Let $f: R \rightarrow(0, \infty)$ and $g: R \rightarrow R$ be twice differentiable functions such that $f''$ and $g''$ are continous functions on $R$. Suppose $f'(2)=g(2)=0, f''(2) \neq 0$ and $g''(2) \neq 0$. If $\lim\limits_{x \rightarrow 2} \frac{f(x) g(x)}{f'(x) g'(x)}=1$, then

(a) f has a local maximum at $x=2$

(b) f has a local minimum at $x=2$

(c) $f''(2)>f(2)$

(d) $f(x)-f''(x)=0$ for at least one $x \in R$.

(b), (d)

We have

$\lim\limits_{x \rightarrow 2} \frac{f(x) g(x)}{f'(x) g'(x)}=1$

$\Rightarrow \lim\limits_{x \rightarrow 2} \frac{f'(x) g(x)+f(x) g'(x)}{f''(x) g'(x)+f'(x) g''(x)}=1$      [Using L' Hospital's rule]

$\Rightarrow \frac{f'(2) g(2)+f(2) g'(2)}{f''(2) g'(2)+f'(2) g''(2)}=1$      [∵ f', f'', g', g'' are continuous]
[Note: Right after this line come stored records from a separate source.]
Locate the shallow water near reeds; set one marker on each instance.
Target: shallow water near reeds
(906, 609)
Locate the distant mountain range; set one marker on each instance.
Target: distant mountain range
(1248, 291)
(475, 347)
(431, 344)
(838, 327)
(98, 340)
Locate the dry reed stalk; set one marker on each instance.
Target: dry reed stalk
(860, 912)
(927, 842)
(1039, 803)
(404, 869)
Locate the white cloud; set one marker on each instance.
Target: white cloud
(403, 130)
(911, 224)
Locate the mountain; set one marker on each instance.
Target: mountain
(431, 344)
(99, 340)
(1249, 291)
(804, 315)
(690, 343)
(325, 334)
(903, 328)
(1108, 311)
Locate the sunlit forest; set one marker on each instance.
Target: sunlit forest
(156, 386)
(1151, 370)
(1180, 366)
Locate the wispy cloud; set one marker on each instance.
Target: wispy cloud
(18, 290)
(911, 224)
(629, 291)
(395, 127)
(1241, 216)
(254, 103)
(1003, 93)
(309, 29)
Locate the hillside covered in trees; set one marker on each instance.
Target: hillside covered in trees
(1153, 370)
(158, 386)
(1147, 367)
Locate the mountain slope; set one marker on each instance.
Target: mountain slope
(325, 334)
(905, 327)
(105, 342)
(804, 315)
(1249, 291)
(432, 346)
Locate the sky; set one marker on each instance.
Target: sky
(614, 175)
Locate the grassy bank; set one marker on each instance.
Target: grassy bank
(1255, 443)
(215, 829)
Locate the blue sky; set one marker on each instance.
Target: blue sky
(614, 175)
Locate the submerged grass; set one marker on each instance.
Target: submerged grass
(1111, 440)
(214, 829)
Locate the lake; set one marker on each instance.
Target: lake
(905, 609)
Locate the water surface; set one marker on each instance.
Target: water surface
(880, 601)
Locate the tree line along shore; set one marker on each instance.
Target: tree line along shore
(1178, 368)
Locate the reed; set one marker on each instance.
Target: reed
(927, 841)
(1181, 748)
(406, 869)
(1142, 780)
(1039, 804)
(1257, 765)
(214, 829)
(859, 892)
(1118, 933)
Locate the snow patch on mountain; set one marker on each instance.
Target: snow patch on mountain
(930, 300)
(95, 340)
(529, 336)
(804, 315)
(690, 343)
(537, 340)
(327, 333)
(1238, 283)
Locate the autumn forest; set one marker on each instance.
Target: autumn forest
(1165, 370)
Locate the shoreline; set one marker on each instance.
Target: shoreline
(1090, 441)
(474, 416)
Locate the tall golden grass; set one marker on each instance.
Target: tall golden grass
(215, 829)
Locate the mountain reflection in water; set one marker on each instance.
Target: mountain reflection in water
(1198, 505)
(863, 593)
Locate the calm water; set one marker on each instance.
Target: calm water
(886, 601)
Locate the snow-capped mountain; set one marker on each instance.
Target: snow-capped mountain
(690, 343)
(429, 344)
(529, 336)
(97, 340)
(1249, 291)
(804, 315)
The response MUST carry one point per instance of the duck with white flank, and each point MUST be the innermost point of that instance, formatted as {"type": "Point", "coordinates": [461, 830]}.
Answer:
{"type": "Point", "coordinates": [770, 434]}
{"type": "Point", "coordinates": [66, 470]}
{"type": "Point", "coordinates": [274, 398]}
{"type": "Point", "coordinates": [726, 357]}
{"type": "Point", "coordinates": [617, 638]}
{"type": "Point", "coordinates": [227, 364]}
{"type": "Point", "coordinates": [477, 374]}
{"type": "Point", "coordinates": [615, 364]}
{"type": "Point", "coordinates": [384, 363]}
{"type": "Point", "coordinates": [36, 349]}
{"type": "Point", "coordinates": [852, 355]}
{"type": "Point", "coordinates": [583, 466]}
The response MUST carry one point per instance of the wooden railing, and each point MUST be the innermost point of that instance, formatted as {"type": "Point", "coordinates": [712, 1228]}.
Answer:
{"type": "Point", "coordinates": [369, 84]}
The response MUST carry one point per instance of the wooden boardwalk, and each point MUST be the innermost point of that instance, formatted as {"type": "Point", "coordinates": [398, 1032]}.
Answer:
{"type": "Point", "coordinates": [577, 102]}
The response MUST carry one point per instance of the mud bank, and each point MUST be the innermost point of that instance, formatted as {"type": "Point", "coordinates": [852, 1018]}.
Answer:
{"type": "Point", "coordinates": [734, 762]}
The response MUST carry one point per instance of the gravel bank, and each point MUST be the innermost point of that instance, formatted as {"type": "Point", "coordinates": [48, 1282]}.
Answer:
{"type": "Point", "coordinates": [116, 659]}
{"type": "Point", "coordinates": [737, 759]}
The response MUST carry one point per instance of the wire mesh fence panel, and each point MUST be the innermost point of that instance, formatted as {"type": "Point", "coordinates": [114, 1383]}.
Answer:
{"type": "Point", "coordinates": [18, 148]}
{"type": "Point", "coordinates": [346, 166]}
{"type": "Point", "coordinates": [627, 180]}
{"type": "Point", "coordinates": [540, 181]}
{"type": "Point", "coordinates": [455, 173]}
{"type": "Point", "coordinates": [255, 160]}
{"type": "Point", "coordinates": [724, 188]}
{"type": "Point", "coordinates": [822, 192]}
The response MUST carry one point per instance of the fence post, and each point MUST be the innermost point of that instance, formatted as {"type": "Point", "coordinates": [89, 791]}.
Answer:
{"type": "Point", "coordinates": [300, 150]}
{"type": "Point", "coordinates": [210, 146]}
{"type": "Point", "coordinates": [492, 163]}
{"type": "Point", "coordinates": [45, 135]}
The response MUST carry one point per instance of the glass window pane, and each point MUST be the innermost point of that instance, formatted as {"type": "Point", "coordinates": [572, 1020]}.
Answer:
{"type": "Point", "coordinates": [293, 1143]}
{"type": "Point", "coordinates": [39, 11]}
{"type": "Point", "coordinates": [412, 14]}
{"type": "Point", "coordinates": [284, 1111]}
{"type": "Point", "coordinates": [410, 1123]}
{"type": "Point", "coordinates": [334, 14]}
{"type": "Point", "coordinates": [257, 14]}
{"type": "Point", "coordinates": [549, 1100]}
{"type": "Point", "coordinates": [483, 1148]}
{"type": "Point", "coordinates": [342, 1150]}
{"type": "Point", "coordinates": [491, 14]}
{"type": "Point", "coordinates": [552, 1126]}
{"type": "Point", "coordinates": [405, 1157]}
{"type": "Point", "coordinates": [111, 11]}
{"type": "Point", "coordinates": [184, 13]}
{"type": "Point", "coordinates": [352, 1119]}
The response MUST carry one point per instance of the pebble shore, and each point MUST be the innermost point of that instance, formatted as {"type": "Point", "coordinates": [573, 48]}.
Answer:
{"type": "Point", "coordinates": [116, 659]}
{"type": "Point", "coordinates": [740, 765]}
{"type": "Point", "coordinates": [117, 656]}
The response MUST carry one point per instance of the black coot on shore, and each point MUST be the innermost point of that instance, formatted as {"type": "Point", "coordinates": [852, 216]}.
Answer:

$\Rightarrow \frac{f(2) g'(2)}{f''(2) g'(2)}=1$               [∵ f'(2) = g(2) = 0]

$\Rightarrow f''(2)=f(2)$

$\Rightarrow f''(2)>0$                     [∵ f : R → (0, ∞)   ∴ f(2) > 0]

Thus, we have f'(2) = 0 and f''(2) > 0. So, f has a local minimum at x = 2.

Again, f''(2) = f(2)

⇒ f(2) - f''(2) = 0

⇒ f(x) - f''(x) = 0 at x = 2

⇒ f(x) - f''(x) = 0 for at least one x ∈ R.